VON CHRISTOPH FISCHER
Wir sind angekommen in Marseille. Und auf dem Place de Prado vor dem Stade Velodrome herrscht endlich Betrieb wie bei einer Europameisterschaft. Wenn man aus Evian-les-Bains anreist, kommt man aus einer anderen Welt. Marseille ist mit 860000 Einwohnern die zweitgrößte der Republik, außerdem die älteste des Landes, in dieser Stadt scheint an 300 Tagen im Jahr die Sonne. Diese Stadt ist nicht die sauberste, aber es ist eine, in der auslebend gelebt wird.
Auf dem Place de Prado blüht der Schwarzmarkt. Das Stade Velodrome wurde mehrfach umgebaut, vor der Europameisterschaft das letzte Mal vor der Weltmeisterschaft 1998. Es liegt mitten im Wohnviertel, wie sich das der Fußballfreund traditionell wünscht. Ganz fertig geworden sind sie mit dem Umbau nicht, 67000 Zuschauern passen aktuell hinein, früher war das eine Radrennbahn, geblieben ist davon nur der Name.

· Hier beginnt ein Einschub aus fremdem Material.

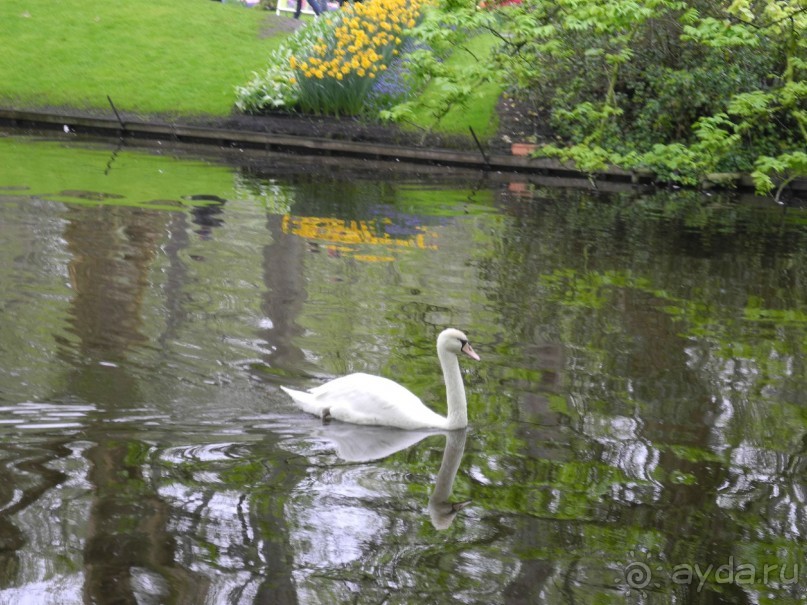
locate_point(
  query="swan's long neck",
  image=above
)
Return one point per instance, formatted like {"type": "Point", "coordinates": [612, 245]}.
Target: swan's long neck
{"type": "Point", "coordinates": [455, 391]}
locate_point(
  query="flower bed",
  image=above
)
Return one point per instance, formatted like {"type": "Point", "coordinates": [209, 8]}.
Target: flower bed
{"type": "Point", "coordinates": [331, 65]}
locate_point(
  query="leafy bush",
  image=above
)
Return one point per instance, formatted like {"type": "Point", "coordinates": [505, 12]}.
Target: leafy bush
{"type": "Point", "coordinates": [683, 88]}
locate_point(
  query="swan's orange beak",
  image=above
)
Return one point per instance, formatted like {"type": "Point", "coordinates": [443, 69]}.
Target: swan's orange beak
{"type": "Point", "coordinates": [469, 351]}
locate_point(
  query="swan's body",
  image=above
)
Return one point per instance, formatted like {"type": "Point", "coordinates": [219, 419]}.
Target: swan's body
{"type": "Point", "coordinates": [366, 399]}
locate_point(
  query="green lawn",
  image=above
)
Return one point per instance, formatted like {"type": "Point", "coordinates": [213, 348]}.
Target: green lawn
{"type": "Point", "coordinates": [480, 110]}
{"type": "Point", "coordinates": [181, 57]}
{"type": "Point", "coordinates": [176, 56]}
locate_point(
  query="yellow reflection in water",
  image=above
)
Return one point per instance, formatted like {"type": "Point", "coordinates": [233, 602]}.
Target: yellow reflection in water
{"type": "Point", "coordinates": [344, 235]}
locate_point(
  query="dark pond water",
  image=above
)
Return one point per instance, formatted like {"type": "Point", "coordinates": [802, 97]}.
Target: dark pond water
{"type": "Point", "coordinates": [638, 420]}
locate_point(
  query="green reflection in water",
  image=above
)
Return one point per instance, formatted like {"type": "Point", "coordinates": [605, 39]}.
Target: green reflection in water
{"type": "Point", "coordinates": [640, 404]}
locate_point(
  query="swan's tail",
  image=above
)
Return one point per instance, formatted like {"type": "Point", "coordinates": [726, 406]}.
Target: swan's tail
{"type": "Point", "coordinates": [306, 401]}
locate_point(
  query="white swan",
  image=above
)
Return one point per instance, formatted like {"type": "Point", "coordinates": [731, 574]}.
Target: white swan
{"type": "Point", "coordinates": [366, 399]}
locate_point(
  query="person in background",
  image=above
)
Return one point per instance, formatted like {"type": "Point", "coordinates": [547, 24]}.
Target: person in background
{"type": "Point", "coordinates": [317, 6]}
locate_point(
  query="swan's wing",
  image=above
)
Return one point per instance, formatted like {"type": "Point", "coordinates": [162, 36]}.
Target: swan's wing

Wir sind am Mittelmeer angekommen, 38 Grad Celsius in der Sonne. Das Halbfinale zwischen Weltmeister Deutschland und Gastgeber Frankreich ist das vorletzte Spiel der Euro 2016. Wir sind einmal mehr fast 600 Kilometer unterwegs gewesen. Über die Autobahn. Wenn man durch die zahlreichen Maut-Stationen fährt und den Betrieb sieht, muss man das alles unweigerlich für eine Goldgrube halten. Da müssen Milliarden verdient werden.

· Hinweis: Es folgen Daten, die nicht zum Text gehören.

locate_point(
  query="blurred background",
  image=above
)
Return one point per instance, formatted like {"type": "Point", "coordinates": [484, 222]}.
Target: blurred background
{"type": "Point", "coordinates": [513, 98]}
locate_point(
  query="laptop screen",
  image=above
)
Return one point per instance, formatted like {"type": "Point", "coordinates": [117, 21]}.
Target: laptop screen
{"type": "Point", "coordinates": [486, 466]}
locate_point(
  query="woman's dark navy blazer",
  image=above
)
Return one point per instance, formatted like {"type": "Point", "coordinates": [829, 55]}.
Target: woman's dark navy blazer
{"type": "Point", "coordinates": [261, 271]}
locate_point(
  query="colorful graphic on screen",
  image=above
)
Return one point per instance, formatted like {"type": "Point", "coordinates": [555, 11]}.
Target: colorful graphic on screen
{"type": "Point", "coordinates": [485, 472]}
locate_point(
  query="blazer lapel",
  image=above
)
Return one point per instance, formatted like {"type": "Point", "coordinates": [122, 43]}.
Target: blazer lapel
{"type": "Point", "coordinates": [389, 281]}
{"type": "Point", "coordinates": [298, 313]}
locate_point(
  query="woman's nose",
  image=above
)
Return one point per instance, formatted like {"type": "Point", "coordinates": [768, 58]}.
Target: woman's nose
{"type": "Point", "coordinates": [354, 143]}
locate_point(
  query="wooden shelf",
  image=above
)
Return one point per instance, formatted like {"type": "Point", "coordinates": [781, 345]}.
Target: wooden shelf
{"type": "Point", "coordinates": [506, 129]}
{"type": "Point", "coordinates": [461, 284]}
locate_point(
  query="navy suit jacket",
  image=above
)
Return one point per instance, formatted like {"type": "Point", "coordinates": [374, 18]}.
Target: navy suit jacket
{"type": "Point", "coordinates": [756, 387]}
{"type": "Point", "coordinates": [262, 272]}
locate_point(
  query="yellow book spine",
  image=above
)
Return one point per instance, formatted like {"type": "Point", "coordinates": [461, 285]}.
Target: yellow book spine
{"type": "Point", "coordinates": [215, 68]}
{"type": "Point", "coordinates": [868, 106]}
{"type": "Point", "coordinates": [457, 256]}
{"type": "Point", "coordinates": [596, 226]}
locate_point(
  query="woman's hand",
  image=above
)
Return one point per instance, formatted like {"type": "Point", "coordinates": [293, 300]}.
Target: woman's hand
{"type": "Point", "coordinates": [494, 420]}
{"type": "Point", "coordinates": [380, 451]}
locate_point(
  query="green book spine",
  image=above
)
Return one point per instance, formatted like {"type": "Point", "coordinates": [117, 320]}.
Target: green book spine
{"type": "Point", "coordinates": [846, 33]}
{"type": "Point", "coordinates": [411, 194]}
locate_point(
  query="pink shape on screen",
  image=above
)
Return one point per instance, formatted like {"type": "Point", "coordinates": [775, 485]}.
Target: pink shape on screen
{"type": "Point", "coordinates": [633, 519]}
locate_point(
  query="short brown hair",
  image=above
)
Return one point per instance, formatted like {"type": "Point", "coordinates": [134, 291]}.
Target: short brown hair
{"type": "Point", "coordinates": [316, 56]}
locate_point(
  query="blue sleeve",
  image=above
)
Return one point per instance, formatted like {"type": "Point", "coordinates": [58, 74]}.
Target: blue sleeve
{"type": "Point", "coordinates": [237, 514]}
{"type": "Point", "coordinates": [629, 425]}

Am Vortag unserer Reise nach Marseille haben wir noch einen Abstecher nach Avoriaz gemacht. Dort macht die Tour de France am 23. Juli Station, vorletzte Etappe vor Paris. Wenn man die endlosen Kehren zu dieser an eine Weltraumstation erinnernden menschenleeren Hotelbauten hochfährt, in der nur im Winter Hochbetrieb herrscht, kann man sich vorstellen, was in Menschen vorgeht, die diese Kehren mit dem Rad bewältigen.

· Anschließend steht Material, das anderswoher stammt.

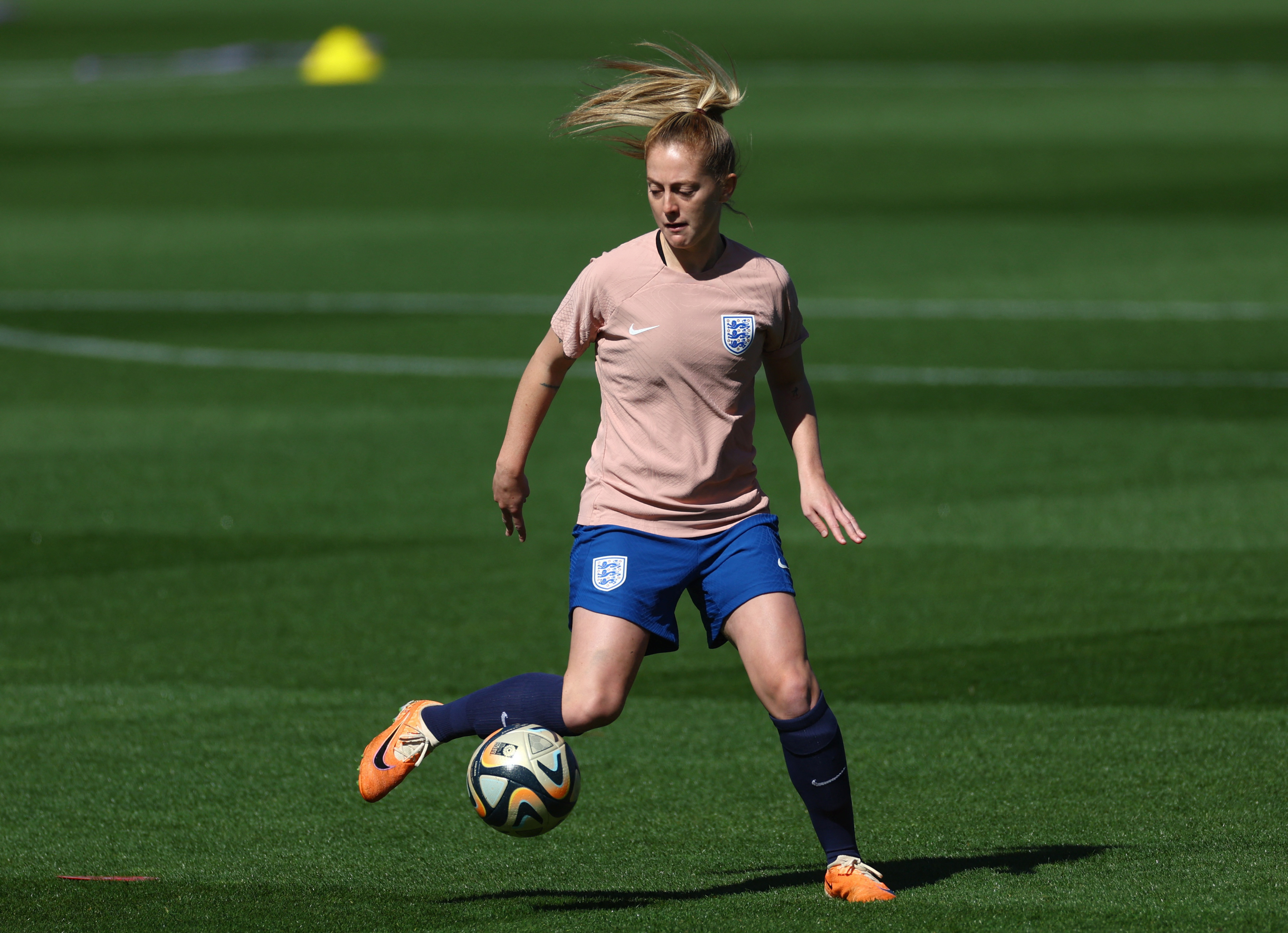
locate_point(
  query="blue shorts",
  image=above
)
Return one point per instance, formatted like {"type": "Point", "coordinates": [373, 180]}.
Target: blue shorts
{"type": "Point", "coordinates": [639, 577]}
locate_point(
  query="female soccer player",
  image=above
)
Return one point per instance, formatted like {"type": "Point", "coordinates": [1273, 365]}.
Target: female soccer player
{"type": "Point", "coordinates": [681, 319]}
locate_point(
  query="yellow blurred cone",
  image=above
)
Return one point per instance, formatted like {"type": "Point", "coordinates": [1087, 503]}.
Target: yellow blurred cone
{"type": "Point", "coordinates": [342, 56]}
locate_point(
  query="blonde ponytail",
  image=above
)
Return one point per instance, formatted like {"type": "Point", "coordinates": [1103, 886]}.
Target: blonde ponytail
{"type": "Point", "coordinates": [682, 105]}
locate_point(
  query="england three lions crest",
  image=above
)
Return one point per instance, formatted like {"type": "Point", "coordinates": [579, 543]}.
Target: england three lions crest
{"type": "Point", "coordinates": [739, 332]}
{"type": "Point", "coordinates": [609, 573]}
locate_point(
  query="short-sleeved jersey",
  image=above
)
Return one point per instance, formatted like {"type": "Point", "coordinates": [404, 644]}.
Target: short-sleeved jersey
{"type": "Point", "coordinates": [677, 358]}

Hoch-Savoyen freut sich auf die Tour. Mehr, als sie sich auf den Fußball gefreut haben. Das ist in Marseille anders, in dieser Stadt steht der Fußball nicht nur wegen Olympique Marseille hoch im Kurs. Irgendwie prägt auch der Sport die Landschaften Frankreichs. Und umgekehrt.